Excerpt from Parker’s Federal Tax Bulletin - with Permission

Monday, April 27, 2015 1:34 PM | NCSA Website Manager (Administrator)

Hobby Loss Case: Metz v. Commissioner

Focusing on subjective intent, the Tax Court held that because the taxpayers were genuinely optimistic their failing horse farm would eventually be profitable and were able to attribute poor results to weak economic conditions, millions in losses sustained over a six year period were not hobby losses. Metz v.
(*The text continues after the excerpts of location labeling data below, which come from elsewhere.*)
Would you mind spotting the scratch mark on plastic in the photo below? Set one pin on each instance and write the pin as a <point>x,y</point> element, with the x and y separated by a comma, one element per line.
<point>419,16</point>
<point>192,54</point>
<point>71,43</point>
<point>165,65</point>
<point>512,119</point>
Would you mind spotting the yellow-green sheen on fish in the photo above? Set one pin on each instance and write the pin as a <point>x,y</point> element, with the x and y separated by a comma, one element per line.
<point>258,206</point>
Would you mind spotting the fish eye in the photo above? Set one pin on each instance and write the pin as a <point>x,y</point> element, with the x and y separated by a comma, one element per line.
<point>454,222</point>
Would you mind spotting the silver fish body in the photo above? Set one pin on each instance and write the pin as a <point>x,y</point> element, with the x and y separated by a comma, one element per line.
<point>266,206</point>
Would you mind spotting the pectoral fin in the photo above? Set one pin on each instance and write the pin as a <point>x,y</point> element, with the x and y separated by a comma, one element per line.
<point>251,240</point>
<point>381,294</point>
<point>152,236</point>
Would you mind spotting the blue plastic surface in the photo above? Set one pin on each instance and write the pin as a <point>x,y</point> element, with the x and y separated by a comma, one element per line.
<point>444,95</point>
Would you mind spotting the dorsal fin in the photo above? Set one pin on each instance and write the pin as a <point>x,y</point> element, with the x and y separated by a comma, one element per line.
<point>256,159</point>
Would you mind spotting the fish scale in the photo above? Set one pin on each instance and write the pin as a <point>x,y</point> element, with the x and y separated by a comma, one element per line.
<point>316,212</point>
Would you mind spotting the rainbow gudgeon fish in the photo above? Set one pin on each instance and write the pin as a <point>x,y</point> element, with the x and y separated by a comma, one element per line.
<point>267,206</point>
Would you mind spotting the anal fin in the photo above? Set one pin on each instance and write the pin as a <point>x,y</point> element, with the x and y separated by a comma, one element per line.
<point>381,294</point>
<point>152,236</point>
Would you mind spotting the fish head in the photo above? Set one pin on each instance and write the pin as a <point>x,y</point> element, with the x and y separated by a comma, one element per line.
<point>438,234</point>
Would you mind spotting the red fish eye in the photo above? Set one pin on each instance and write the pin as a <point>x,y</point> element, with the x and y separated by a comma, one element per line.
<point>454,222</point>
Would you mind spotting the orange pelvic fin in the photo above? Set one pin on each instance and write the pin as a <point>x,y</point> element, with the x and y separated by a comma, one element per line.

Comm'r, T.C. Memo. 2015-54.

For over two decades, Henry and Christie Metz owned an Arabian horse farm, Silver Maple Farm, Inc. (SMF), an S corporation specializing in "Straight Egyptian" Arabian horses, prized for their elite genetics.

Despite great effort by the Metz’s, the venture was decidedly unprofitable. SMF had only one profitable year, and that was a result of the sale of a piece of real estate used in the business. SMF averaged annual losses in excess of $1,000,000 between 1999 and 2009. Undeterred, the Metz’s attempted to outrun these losses, moving the farm several times in the hopes of finding a better market and eventually settling in California.

During its lifespan, SMF lost over $14.5 million, leading the IRS to determine the business couldn't possibly be motivated by a desire to turn a profit. The IRS issued notices of deficiency for 2004 through 2009 disallowing the passthrough losses from SMF, as well as related net-operating-loss carry forwards.

Reg. Sec. 1.183-2(b) provides a nonexclusive list of nine factors relevant in ascertaining whether a taxpayer conducts an activity with the intent to earn a profit. The factors listed are: (1) the way the taxpayer conducts the activity; (2) expertise of the taxpayer or his advisers; (3) time and effort the taxpayer spends in carrying on the activity; (4) expectation that assets used in the activity may appreciate in value; (5) taxpayer's success in carrying on other similar or dissimilar activities; (6) taxpayer's history of income or losses with respect to the activity; (7) amount of occasional profits earned, if any; (8) taxpayer's financial status; and (9) elements of personal pleasure or recreation.

After analyzing the factors the court held that the losses were allowable. Practitioners with clients who have businesses at risk of being deemed a hobby may want to study this case.